Gryan kept his eyes on the window beside their bench. His right hand rested on his knee, near Raya's, the brass fingers of his left arm curled inward while the rune lines pulsed once and went dim. He let the quiet stretch long enough that the question might have seemed forgotten. Then he uncurled the brass fingers and watched them move.
"The runes at the Conclave were for function," he said, his voice low and rough. "They made the arm work. They let me grip and lift and calibrate. That was all they were supposed to do."
He flexed the fingers once. The joints clicked softly.
"The ones after." He paused, the rune lines brightening and settling. "I think they were always there. In the metal. I think the arm could always do more than it was built to. I just did not know the right way to ask."
Raya watched the rune lines for a moment longer, nodded once, and turned back to the window. Gryan's shoulders eased against the cushioned bench.

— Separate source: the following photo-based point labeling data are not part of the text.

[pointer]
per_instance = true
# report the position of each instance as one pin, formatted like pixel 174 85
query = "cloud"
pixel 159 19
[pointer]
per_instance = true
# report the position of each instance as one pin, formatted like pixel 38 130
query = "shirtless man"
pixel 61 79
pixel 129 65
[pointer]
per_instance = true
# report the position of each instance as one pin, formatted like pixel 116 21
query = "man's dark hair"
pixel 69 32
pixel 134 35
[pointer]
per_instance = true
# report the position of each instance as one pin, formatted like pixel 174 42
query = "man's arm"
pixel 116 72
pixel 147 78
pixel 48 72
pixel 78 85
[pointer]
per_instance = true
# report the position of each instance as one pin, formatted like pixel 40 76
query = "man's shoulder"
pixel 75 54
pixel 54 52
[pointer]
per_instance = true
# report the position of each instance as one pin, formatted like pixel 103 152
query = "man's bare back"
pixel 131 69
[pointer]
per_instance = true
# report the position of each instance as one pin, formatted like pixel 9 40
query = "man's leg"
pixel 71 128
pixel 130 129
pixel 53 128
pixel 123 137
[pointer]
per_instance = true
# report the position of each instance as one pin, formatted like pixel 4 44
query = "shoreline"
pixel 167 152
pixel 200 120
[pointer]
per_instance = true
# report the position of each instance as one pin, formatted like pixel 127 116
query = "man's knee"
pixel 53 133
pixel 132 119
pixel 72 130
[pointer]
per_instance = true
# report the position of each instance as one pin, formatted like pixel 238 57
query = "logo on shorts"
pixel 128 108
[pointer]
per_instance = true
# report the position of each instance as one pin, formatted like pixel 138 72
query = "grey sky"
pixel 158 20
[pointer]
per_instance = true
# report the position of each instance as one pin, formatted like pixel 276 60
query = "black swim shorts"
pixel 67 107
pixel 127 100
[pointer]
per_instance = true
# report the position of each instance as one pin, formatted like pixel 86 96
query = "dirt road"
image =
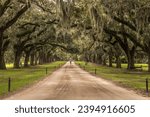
pixel 70 82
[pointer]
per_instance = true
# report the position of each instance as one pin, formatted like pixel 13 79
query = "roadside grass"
pixel 24 77
pixel 131 79
pixel 144 66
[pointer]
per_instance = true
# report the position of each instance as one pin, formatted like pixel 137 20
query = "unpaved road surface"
pixel 71 82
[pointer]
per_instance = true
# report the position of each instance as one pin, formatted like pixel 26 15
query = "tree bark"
pixel 118 62
pixel 110 60
pixel 18 54
pixel 2 61
pixel 32 59
pixel 149 62
pixel 36 58
pixel 26 61
pixel 130 57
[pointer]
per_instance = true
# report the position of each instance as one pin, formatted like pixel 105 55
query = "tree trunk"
pixel 118 62
pixel 17 59
pixel 104 61
pixel 131 61
pixel 2 61
pixel 149 62
pixel 36 59
pixel 110 60
pixel 32 59
pixel 26 61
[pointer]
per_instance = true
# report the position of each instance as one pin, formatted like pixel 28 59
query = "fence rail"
pixel 145 81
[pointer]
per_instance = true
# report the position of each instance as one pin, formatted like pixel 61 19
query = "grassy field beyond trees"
pixel 25 76
pixel 130 79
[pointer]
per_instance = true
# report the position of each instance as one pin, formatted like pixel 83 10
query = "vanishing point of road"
pixel 72 83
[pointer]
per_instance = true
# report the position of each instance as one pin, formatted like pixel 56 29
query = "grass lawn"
pixel 24 77
pixel 131 79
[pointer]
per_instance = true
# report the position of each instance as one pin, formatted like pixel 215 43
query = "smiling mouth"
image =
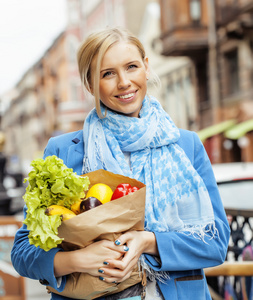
pixel 127 96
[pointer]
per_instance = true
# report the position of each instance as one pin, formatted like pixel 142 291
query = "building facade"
pixel 217 37
pixel 49 99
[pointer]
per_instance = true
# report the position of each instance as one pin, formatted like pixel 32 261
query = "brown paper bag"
pixel 106 221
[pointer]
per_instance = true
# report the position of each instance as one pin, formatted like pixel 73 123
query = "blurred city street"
pixel 200 55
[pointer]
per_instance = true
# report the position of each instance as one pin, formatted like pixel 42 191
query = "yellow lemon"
pixel 100 191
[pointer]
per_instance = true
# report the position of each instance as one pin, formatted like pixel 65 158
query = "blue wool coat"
pixel 183 256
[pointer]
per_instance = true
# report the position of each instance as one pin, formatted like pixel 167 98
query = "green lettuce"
pixel 50 183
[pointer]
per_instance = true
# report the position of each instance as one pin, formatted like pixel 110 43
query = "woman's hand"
pixel 138 242
pixel 87 260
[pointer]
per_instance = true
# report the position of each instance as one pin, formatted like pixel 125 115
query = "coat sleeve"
pixel 33 262
pixel 181 251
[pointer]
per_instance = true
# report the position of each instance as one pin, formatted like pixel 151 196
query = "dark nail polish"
pixel 126 248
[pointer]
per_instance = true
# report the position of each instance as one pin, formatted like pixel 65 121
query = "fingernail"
pixel 117 242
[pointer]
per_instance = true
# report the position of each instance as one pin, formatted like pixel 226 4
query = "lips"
pixel 127 96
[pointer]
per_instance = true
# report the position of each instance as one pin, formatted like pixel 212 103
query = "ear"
pixel 146 64
pixel 91 90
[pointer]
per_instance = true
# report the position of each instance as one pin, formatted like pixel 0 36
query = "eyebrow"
pixel 128 63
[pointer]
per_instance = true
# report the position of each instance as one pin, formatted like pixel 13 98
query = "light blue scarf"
pixel 176 197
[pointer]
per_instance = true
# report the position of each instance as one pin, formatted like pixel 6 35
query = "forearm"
pixel 64 263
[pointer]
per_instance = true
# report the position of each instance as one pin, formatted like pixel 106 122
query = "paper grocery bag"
pixel 106 221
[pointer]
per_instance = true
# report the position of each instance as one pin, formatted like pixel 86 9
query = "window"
pixel 195 11
pixel 232 72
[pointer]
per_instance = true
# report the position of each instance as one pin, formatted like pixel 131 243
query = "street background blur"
pixel 202 51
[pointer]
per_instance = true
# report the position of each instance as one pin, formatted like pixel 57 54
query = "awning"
pixel 239 130
pixel 215 129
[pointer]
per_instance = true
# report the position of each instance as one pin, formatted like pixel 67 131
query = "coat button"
pixel 44 281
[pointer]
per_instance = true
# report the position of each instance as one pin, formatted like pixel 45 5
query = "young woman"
pixel 129 133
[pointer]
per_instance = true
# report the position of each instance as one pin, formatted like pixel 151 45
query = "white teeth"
pixel 126 96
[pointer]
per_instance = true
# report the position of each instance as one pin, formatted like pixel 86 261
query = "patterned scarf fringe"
pixel 198 232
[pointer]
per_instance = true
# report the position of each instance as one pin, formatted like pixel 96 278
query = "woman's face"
pixel 123 79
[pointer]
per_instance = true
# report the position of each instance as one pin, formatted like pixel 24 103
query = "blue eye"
pixel 107 74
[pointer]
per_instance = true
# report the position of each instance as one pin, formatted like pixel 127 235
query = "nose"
pixel 123 81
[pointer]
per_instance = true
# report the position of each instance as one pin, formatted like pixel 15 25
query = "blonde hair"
pixel 96 45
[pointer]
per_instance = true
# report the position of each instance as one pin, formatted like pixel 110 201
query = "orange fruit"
pixel 100 191
pixel 76 207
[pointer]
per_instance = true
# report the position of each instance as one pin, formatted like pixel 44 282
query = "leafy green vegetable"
pixel 50 182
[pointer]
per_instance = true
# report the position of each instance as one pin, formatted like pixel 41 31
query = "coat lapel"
pixel 75 153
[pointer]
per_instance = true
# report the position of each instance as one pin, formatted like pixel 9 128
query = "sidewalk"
pixel 35 291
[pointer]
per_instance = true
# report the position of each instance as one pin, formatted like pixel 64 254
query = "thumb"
pixel 122 239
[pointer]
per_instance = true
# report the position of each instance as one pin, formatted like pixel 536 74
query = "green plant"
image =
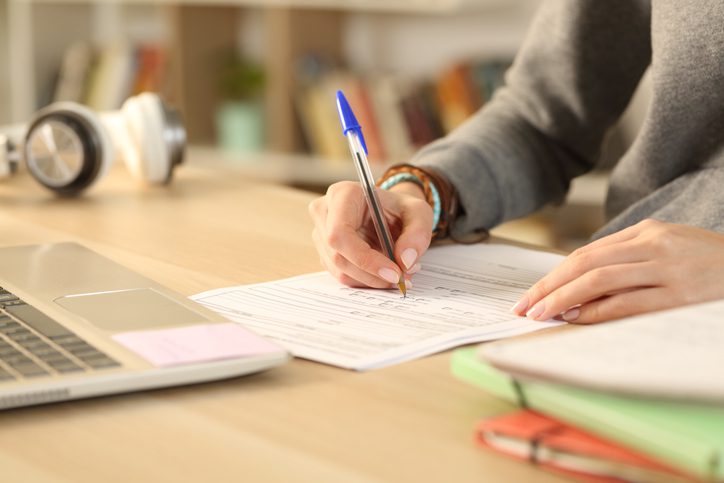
pixel 241 79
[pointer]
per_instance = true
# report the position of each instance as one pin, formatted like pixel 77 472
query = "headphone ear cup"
pixel 67 148
pixel 146 154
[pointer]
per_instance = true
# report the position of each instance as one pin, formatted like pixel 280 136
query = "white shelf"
pixel 408 6
pixel 289 169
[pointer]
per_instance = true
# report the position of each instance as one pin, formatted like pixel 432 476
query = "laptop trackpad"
pixel 125 310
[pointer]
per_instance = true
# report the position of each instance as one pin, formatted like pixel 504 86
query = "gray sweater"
pixel 571 80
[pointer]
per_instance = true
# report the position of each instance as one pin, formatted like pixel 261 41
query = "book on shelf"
pixel 398 115
pixel 686 436
pixel 102 78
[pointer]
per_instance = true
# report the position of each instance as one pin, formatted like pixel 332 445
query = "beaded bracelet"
pixel 439 193
pixel 436 204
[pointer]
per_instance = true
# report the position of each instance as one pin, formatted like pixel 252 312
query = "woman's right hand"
pixel 347 242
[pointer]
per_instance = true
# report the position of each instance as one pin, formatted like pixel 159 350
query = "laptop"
pixel 74 324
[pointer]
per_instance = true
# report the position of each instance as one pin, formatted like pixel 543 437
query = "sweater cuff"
pixel 462 166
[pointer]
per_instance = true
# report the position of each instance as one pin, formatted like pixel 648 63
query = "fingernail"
pixel 415 268
pixel 536 311
pixel 520 306
pixel 572 315
pixel 409 256
pixel 389 275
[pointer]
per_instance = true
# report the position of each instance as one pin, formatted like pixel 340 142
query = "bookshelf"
pixel 39 30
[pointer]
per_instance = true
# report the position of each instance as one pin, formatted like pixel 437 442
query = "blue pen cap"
pixel 348 120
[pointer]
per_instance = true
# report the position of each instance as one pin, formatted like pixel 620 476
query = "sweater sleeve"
pixel 572 78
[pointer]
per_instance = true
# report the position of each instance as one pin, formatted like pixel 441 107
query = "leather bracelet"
pixel 431 182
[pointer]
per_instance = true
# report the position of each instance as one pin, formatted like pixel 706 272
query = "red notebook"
pixel 555 446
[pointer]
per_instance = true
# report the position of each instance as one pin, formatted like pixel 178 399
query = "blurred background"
pixel 255 80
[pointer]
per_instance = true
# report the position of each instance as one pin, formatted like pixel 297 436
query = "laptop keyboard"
pixel 34 345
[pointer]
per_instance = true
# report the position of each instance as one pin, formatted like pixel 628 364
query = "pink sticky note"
pixel 198 343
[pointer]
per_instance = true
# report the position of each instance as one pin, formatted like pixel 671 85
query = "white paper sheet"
pixel 463 294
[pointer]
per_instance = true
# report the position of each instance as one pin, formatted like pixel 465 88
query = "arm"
pixel 571 80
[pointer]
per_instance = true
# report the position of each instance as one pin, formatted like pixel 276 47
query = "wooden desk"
pixel 301 422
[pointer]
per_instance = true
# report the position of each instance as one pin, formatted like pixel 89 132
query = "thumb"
pixel 416 233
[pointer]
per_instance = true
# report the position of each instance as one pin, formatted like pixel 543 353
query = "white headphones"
pixel 67 146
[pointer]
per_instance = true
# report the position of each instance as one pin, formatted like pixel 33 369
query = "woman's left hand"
pixel 647 267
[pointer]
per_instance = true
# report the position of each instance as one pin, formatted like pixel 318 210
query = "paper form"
pixel 463 294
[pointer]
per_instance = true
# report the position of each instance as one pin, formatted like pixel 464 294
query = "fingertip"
pixel 409 257
pixel 521 306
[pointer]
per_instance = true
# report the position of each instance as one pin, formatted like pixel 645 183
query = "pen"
pixel 358 148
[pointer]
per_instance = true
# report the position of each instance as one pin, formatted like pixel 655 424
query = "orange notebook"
pixel 557 447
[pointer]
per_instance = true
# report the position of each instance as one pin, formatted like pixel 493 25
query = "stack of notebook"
pixel 635 400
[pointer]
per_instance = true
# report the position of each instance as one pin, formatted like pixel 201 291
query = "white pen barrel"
pixel 370 190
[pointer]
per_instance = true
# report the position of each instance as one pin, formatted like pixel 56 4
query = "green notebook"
pixel 688 436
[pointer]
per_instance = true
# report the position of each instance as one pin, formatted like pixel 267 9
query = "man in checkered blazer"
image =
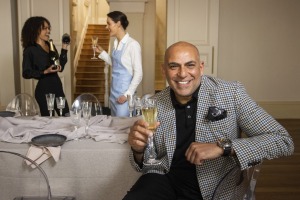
pixel 198 137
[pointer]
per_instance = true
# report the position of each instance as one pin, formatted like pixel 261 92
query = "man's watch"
pixel 226 145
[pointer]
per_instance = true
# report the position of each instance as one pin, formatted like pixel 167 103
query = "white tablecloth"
pixel 87 169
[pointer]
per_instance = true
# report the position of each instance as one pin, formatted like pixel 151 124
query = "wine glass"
pixel 130 100
pixel 94 44
pixel 149 112
pixel 86 113
pixel 75 114
pixel 50 102
pixel 138 106
pixel 60 103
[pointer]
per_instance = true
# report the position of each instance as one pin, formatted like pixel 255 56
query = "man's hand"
pixel 198 152
pixel 138 138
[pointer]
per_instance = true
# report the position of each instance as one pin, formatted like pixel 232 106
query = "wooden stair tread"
pixel 90 76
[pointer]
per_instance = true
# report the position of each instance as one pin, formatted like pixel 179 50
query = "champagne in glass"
pixel 149 112
pixel 50 103
pixel 86 113
pixel 130 101
pixel 60 103
pixel 138 106
pixel 94 45
pixel 53 55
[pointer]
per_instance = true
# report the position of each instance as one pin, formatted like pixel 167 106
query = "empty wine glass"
pixel 138 106
pixel 149 112
pixel 130 101
pixel 94 45
pixel 86 113
pixel 60 103
pixel 50 102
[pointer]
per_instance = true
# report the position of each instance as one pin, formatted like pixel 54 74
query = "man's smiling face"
pixel 183 70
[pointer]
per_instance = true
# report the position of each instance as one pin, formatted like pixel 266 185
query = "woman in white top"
pixel 126 63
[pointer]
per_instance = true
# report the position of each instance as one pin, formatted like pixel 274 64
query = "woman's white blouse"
pixel 131 59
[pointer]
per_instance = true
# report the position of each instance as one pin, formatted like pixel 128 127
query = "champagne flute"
pixel 60 103
pixel 138 106
pixel 50 102
pixel 94 45
pixel 86 113
pixel 130 101
pixel 149 112
pixel 75 114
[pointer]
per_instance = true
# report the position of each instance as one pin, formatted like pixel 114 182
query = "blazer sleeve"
pixel 267 139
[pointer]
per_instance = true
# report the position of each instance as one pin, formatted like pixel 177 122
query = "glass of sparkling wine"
pixel 50 103
pixel 130 100
pixel 94 45
pixel 60 103
pixel 86 113
pixel 149 112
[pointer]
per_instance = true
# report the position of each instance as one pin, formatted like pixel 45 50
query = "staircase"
pixel 90 76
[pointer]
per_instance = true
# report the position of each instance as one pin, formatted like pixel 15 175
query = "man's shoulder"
pixel 216 82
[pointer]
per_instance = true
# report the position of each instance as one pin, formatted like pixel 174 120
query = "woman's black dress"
pixel 35 61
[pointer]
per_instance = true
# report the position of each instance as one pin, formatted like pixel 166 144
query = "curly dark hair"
pixel 119 16
pixel 31 30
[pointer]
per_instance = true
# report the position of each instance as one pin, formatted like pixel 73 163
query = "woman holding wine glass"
pixel 42 62
pixel 126 63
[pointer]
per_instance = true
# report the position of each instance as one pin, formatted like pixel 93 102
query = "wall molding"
pixel 282 109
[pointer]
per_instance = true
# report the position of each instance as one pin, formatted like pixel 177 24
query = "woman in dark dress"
pixel 37 63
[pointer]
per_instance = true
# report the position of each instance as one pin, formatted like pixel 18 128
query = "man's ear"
pixel 163 72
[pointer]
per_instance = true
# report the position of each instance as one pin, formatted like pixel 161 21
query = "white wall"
pixel 259 45
pixel 7 85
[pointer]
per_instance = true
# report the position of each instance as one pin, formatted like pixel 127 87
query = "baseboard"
pixel 282 109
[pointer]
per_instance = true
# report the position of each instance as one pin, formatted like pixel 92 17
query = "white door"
pixel 195 21
pixel 58 13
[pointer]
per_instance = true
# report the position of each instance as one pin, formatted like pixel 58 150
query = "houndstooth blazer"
pixel 267 139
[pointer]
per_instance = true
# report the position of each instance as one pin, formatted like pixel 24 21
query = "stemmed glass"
pixel 86 113
pixel 60 103
pixel 130 100
pixel 75 114
pixel 50 102
pixel 138 106
pixel 94 45
pixel 149 112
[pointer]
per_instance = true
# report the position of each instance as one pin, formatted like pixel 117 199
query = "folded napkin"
pixel 40 154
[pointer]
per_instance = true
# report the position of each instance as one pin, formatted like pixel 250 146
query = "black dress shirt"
pixel 182 173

His right hand uncurled on his knee.
After a moment Alucent looked east through his window and saw a column of static blue lightning rising from the mesa's copper deposits. It twisted upward into the pale sky and held there without dispersing, a continuous discharge pulsing in slow waves. Where it touched the mesa's surface dormant machinery sparked to life. Old pump stations shuddered and began to turn while abandoned conveyor tracks groaned into motion. Equipment that had been silent for years was suddenly alive, powered by the storm's field alone.
"Sprocket Storm," John called from the driver's perch, adjusting the reins with a flick of his wrist. "They jump ridges when the veins run thick. Moving us west a quarter mile."
The cart's brass fittings sparked faintly as the storm's field reached them, tiny arcs of blue light dancing across the window frames, across the buckles on their travel packs.
The air took on the smell of ozone, and the hair on Alucent's arms stood up while he watched the storm move along the mesa ridge, feeding the dormant machines in its path.
His thumb brushed the anchor ring. An arm built to do more than it was told it could do, waiting for someone to ask the right way.
Procured Scribes marching north seven years ago, their Runeforce signatures burning bright while Voidshard containment pulsed at their wrists.
The grey-haired woman from the bridge with pale blue eyes and the unmoving child.
The column of Scribes heading south while these ones went north. His gaze lifted to the window, breath shallow. This is the road that remembered all of it.
Thecart rolled on. The river kept its own counsel. The shadows still fell at the wrong angles in the light of a moon that should not have been visible, and somewhere behind his eyes the pressure had not fully faded, and somewhere ahead of them the road remembered things that he was only beginning to learn how to read.